Given an explanatory variable \(x\)
to the model constructed using the dataset \((X,Y)\)
, the positive example and the conditional probability of predicting can be expressed as \(P(y=1|x)\)
. On the other hand, the conditional probability of predicting a positive example in a model constructed using \((X_s,Y_s)\)
can be expressed as \(P(y=1|x)\)
using Bayes' theorem and the categorical variable \(s\)
.
$$
P(y=1|x,s=1) = \frac{P(s=1|y=1)P(y=1|x)}{P(s=1|y=1)P(y=1|x) + P(s=1|y=0)P(y=0|x)}
$$
It can be written as. Since \((X_s,Y_s)\)
matches the sample size of the negative example to the positive example, \(P(s=1,y=1)=1\)
, the above formula is rewritten as
$$
P(y=1|x,s=1) = \frac{P(y=1|x)}{P(y=1|x) + P(s=1|y=0)P(y=0|x)}
= \frac{P(y=1|x)}{P(y=1|x) + P(s=1|y=0)(1-P(y=1|x))}
$$
It is self-evident from the definition of \((X_s,Y_s)\)
that \(P(s=1|y=0)\neq0\)
(0 would result in unbalanced data with only positive examples). Thus, as long as \(P(y=0,x) \neq0\)
, the probability that the undersampling model will be rejected as a positive example is positively biased against the probability that the original data set will produce. What we want to find is \(P(y=1|x)\)
with no bias, so \(P=P(y=1|x),P_s=P(y|x,s=1),\beta=P(s=1,y=0)\)
, then we can get
$$ P = \frac{\beta P_s}{\beta P_s-P_s+1} $$ and can use this relationship formula to correct for bias. Let’s define what we’ve just identified as a function.
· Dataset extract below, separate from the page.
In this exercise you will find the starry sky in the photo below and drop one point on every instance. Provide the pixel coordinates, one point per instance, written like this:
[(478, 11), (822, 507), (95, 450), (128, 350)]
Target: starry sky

def calibration(y_proba, beta):
return y_proba / (y_proba + (1 - y_proba) / beta)
sampling_rate = sum(y_train[:,1]) / sum(1-y_train[:,1])
y_proba_calib = calibration(model.predict(X_test), sampling_rate)
y_pred = np_utils.to_categorical(np.argmax(y_proba_calib,axis=1), dense_size)
from sklearn.metrics import confusion_matrix, ConfusionMatrixDisplay, accuracy_score
score = accuracy_score(y_test, y_pred)
print('Test accuracy:', score)
## Test accuracy: 0.3220338983050847
It’s not good at all. I ran the ConfusionMatrix
and found out that it doesn’t work.
ConfusionMatrixDisplay(confusion_matrix(np.argmax(y_test,axis=1), np.argmax(y_pred,axis=1))).plot()
## <sklearn.metrics._plot.confusion_matrix.ConfusionMatrixDisplay object at 0x000000004A54CC88>
plt.show()
plt.close()
I did a bias correction for the imbalance data, but the model is still very predictive of negative values. This doesn’t work.
3. Interpretation of results using Shap values
I would like to consider the shap
value of the model we just learned and interpret the results. I’ll add an explanation of the shap
value when I have time. Simply put, the visualization captures which parts of the image the CNN captured features and predicted the horse to be at the top. We’ll be analyzing this horse.
plt.imshow(X_test[0])
plt.show()
plt.close()
import shap
background = X_train[np.random.choice(X_train.shape[0],100,replace=False)]
e = shap.GradientExplainer(model,background)
shap_values = e.shap_values(X_test[[0]])
shap.image_plot(shap_values[1],X_test[[0]])
It’s very subtle, but it looks like you’re appreciating the legs and buttocks, etc. It needs to be cropped to take out the horse’s body only, since it seems to be responding to the background. I think I need to build a model for object detection. I’ll think about this another time.
4. Finally
To be honest, it hasn’t worked out at all. Is it still difficult to predict rankings from the horse’s body? Does multiplying it with other variables change the results? I don’t think I’m able to extract good features from the horses as it is.
Do I need to get to the point where I can get a paddock video from Youtube and analyze it with the Encoder-Decoder
model to make it work? I’d love to do it when I’m good enough to do it (I don’t know when that will be). Until then, I need to improve my PC specs. Maybe I’ll use the cash handout.